When it comes to liquefied natural gas from distant foreign points, the California Public Utilities Commission wants it, and as soon as possible.
The agency, designed early in the last century to protect consumers against rapacious utility companies, used deception to reach the 2004 decision that sparked the current round of plans to bring hyper-expensive LNG to the state in the face of federal forecasts indicating there is no need for it in the foreseeable future.
Now two companies (Kern River Gas Transmission Co. and Spectra Energy Corp.) actively propose building new pipelines to bring far cheaper domestic natural gas from Wyoming to California, and the state Lands Commission maintains there is no established need to run pipelines across state coastal lands from offshore LNG terminals. Yet, the PUC will apparently spend much of this year on yet another misleading proceeding designed to allow utilities to make big profits on LNG.
This gas could as well come from plants in Oregon as from new facilities inside California, for Oregon’s own utilities commission has said 75 percent of any LNG coming to the three plants proposed there would likely end up in California.
That’s the meaning of a California PUC announcement late last year that it will “examine LNG procurement to ensure adequate supplies of natural gas at reasonable costs.”
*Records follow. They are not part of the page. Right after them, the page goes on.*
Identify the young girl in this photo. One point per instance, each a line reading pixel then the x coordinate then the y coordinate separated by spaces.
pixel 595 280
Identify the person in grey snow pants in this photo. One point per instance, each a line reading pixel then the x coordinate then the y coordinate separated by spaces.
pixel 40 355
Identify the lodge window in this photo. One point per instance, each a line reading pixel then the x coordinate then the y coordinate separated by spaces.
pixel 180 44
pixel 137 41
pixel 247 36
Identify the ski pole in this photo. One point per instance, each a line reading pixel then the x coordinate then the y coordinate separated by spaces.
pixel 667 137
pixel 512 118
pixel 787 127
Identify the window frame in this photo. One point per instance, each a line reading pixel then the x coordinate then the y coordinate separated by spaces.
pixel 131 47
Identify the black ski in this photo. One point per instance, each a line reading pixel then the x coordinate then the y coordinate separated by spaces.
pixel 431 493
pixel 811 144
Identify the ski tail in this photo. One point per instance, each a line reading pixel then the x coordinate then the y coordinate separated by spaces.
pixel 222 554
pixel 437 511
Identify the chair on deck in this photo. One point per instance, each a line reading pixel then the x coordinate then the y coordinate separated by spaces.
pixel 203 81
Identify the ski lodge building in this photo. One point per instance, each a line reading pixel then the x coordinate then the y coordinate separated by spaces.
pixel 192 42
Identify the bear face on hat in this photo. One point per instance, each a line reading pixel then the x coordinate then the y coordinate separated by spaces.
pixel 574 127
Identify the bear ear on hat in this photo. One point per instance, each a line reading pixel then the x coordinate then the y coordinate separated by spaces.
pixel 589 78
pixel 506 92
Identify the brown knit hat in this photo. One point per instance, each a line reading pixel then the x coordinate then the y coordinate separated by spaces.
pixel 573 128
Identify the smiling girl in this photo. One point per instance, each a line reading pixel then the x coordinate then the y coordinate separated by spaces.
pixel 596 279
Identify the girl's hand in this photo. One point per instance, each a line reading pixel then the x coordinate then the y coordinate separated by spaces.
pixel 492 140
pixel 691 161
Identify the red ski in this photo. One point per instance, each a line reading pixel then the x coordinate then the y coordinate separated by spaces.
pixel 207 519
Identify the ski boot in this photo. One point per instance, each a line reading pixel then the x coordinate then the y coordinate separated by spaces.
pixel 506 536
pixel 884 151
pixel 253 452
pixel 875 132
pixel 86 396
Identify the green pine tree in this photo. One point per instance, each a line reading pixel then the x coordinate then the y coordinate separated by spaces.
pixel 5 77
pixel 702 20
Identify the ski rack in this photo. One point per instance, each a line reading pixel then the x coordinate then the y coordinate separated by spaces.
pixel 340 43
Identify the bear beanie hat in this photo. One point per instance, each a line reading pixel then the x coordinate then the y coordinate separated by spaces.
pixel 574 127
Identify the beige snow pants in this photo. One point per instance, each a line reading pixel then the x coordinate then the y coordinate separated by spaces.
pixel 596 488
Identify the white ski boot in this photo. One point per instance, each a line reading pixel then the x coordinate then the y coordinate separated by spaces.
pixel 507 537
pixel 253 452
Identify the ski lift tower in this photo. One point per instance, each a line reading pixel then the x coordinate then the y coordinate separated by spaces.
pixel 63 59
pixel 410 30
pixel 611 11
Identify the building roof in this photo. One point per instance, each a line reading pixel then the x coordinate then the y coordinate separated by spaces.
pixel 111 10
LNG is natural gas drilled at distant points and then cooled to a subfreezing liquid which is taken across oceans by huge tankers. It is warmed back into a gaseous state at receiving facilities and then placed into existing pipeline networks. If the link to existing pipelines occurs outside California, the PUC would be the only California state agency with any say-so in the matter.
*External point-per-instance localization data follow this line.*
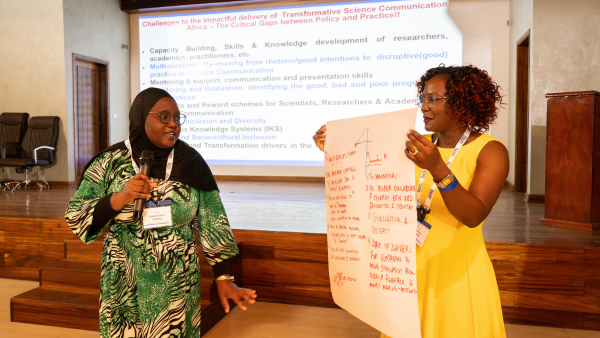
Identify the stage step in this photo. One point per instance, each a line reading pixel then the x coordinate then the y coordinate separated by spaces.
pixel 77 249
pixel 75 309
pixel 69 274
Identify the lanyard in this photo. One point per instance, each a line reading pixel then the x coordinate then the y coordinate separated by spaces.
pixel 423 210
pixel 161 189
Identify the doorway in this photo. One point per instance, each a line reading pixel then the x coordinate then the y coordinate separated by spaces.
pixel 522 115
pixel 90 109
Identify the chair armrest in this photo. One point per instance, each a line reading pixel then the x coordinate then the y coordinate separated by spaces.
pixel 9 145
pixel 38 148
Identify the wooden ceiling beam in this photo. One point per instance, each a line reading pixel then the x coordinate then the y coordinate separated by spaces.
pixel 144 6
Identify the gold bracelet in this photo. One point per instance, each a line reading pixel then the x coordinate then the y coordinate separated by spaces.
pixel 225 277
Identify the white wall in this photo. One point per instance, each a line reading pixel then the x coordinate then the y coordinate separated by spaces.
pixel 33 70
pixel 98 28
pixel 521 16
pixel 565 57
pixel 485 45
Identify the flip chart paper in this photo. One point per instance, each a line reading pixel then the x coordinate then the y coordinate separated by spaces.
pixel 371 220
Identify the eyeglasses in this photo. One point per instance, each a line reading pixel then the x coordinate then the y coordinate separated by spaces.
pixel 430 100
pixel 165 117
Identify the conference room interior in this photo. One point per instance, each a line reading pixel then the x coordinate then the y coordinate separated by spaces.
pixel 543 235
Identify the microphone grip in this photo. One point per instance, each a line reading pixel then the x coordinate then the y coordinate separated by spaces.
pixel 138 206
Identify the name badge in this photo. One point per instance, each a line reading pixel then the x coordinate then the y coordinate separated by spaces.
pixel 422 232
pixel 157 215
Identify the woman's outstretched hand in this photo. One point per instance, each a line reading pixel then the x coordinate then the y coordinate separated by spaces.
pixel 139 186
pixel 425 155
pixel 227 289
pixel 320 137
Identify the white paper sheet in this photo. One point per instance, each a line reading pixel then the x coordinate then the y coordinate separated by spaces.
pixel 371 221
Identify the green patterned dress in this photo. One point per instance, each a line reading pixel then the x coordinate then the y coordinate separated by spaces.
pixel 150 281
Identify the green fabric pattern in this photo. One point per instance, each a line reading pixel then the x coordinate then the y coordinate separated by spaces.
pixel 150 279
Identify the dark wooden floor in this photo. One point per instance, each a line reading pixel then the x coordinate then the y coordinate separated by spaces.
pixel 300 207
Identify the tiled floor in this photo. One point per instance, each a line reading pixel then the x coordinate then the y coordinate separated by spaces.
pixel 262 320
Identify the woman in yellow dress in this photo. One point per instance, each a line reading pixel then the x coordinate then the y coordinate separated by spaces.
pixel 456 285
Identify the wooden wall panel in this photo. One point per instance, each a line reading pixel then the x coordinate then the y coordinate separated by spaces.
pixel 539 284
pixel 26 243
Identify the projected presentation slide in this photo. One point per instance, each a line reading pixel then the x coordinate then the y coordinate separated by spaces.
pixel 256 84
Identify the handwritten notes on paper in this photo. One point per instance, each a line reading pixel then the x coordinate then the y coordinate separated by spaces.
pixel 371 221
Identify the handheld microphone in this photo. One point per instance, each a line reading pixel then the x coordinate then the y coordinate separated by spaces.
pixel 146 161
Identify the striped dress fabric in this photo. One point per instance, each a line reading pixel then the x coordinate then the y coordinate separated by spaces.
pixel 150 279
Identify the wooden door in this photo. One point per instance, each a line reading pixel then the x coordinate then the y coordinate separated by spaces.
pixel 90 111
pixel 522 115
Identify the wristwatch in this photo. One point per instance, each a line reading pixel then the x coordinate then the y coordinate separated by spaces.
pixel 446 181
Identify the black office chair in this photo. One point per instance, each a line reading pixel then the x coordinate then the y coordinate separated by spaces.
pixel 36 149
pixel 12 129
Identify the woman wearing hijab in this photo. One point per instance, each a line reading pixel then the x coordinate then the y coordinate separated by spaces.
pixel 150 280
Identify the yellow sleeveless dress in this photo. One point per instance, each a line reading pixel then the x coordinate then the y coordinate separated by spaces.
pixel 456 284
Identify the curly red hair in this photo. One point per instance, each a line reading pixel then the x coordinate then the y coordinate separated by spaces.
pixel 473 97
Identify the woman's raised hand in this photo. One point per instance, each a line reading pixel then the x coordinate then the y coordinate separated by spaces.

While the Lands Commission, led by Democratic Lt. Gov. John Garamendi, says it will resist construction of any LNG receiving plants on this state’s coast, it would have no authority over gas from LNG that arrives from other states. Meanwhile Oregon state and county governments involved in deciding on LNG appear to lean toward permitting it. And that state’s Democratic Gov. Ted Kulongoski says he sees it as a “bridge fuel” while America moves toward renewable energy sources.
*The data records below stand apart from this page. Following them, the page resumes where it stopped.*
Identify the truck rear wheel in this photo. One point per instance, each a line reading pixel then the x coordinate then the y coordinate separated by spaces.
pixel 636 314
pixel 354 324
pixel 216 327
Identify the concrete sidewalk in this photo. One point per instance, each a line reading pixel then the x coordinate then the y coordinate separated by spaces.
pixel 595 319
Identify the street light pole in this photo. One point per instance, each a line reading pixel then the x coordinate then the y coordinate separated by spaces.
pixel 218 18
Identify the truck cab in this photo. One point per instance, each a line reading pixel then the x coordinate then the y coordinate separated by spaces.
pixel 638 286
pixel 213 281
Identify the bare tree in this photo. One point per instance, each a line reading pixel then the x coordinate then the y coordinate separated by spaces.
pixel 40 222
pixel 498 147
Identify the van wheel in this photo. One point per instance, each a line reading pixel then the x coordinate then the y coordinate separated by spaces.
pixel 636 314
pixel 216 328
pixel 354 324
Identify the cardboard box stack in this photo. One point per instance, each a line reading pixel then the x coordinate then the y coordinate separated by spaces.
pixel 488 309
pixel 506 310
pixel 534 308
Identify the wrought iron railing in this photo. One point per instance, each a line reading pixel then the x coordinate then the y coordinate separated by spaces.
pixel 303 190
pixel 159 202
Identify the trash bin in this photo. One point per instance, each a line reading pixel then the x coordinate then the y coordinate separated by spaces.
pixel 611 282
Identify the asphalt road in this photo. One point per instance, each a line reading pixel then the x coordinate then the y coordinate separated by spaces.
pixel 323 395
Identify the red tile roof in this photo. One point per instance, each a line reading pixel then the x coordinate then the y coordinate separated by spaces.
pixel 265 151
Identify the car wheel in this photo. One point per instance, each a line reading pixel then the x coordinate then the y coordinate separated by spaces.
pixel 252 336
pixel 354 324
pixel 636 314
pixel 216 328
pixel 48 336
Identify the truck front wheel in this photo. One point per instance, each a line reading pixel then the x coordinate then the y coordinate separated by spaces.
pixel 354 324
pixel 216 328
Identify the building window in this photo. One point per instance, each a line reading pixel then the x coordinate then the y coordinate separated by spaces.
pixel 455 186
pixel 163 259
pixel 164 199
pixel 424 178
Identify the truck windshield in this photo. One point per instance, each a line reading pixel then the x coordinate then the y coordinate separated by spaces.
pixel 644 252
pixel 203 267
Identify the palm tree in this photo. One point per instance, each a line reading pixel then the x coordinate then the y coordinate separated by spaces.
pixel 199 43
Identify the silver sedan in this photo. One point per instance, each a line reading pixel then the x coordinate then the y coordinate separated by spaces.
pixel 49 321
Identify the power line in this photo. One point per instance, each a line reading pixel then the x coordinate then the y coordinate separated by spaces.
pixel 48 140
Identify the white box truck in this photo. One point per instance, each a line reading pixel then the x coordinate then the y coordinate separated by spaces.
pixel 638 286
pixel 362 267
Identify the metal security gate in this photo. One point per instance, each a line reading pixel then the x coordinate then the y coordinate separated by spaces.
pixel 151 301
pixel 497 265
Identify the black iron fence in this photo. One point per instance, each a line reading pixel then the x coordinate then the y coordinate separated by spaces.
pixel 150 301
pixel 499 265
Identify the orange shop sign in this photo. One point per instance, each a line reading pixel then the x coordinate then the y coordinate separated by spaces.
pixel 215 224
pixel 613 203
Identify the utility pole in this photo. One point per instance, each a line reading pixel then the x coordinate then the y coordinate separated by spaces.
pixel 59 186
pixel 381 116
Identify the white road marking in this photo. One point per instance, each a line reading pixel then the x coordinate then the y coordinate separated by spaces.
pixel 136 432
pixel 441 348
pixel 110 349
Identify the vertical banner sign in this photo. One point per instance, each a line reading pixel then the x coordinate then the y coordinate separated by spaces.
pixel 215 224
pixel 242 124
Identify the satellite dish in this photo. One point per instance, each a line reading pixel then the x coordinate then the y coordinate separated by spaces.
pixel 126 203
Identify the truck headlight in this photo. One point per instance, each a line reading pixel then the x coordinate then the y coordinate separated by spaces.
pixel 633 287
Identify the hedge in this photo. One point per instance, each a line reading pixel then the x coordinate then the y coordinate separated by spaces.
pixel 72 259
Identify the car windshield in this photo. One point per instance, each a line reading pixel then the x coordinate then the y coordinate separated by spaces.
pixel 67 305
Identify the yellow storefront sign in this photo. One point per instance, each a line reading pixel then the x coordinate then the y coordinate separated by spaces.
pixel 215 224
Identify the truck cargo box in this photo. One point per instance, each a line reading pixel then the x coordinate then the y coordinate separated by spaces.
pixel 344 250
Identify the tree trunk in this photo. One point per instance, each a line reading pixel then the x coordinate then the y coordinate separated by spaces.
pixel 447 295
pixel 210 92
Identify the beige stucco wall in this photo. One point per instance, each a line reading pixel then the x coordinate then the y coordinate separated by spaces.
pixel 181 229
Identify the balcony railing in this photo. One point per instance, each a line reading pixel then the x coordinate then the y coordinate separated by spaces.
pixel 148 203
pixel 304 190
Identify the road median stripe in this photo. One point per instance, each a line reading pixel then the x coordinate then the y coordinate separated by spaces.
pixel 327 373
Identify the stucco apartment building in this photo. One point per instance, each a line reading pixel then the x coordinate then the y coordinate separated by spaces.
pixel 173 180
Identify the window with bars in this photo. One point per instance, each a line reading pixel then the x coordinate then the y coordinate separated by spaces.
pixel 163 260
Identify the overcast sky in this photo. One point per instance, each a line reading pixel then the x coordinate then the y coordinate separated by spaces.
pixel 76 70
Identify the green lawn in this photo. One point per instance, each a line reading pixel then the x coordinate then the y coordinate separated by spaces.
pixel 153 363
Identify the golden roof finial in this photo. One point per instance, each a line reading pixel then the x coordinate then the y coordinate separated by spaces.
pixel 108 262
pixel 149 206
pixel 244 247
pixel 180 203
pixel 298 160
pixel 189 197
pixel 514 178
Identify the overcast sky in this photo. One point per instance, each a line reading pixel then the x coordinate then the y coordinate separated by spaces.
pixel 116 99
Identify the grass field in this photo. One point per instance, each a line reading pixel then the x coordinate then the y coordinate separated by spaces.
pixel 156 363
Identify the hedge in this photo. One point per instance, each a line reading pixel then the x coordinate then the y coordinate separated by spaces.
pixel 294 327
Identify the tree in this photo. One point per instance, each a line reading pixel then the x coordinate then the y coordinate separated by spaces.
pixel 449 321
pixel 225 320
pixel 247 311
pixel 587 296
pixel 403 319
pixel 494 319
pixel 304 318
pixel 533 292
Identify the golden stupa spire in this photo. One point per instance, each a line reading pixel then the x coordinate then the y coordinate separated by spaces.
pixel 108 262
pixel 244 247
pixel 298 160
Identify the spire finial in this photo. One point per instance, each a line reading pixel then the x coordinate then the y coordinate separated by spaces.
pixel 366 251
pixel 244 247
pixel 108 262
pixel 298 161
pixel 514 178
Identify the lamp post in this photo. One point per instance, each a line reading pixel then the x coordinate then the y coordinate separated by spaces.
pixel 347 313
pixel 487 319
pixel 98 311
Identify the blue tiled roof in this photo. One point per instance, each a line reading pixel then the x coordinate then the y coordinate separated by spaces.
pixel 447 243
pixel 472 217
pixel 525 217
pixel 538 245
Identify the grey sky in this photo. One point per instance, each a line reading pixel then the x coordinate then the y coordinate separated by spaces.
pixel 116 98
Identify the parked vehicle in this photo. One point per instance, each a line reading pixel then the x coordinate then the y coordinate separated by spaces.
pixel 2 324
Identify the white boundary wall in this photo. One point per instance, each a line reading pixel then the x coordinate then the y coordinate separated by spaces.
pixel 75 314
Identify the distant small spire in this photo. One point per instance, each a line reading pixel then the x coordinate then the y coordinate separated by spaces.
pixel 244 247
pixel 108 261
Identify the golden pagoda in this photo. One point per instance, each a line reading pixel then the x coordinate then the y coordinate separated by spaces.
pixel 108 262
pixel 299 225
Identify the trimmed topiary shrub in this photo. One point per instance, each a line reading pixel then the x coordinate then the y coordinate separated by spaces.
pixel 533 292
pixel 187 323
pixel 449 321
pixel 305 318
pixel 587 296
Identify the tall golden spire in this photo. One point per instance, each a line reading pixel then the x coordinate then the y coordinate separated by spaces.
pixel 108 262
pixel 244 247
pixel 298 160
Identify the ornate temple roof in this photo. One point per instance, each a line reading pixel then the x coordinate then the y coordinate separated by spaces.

For Californians, the stakes in the newly announced “examination” of LNG are billions of dollars to be paid into the indefinite future. Plus, the state would become dependent on energy from places like the Indonesian portion of the island of Papua New Guinea and Russia’s Far Eastern island of Sakhalin. Neither country is precisely a paragon of stability and reliability.
Those sorts, plus environmental impacts like vastly increased carbon dioxide production that may contribute to climate change, did not bother the PUC’s majority when it made its key 2004 decision allowing California’s big utilities to give up as much as one-fourth of their reserved space on the El Paso and Transwestern pipelines that now bring gas to California from Texas and Oklahoma.
There was no sworn testimony in the 2004 proceeding, only consideration of a report from Sempra Energy, which is about to open an LNG plant in Baja California that will provide some fuel for its big utility subsidiaries, Southern California Gas and San Diego Gas & Electric. Most gas from Oregon LNG plants would likely go to PG&E customers in Northern California.
“The Sempra report inflated future demand estimates and deflated supply estimates,” says Loretta Lynch, the former PUC president who voted against that 2004 decision. Lynch, now an executive fellow at UC Berkeley, predicts the new PUC proceeding will be a “ruse.”
“They will exempt this from most of their rules calling for sworn testimony and cross examination of witnesses, just like they did with the last proceeding,” she said. “They will do a slap-dash evidentiary process at best.”
While there’s nothing strictly illegal about all this, it surely does smell bad, and the ultimate result might be decades of higher-than-ever energy prices and potential environmental disasters for California’s consumers and its coast.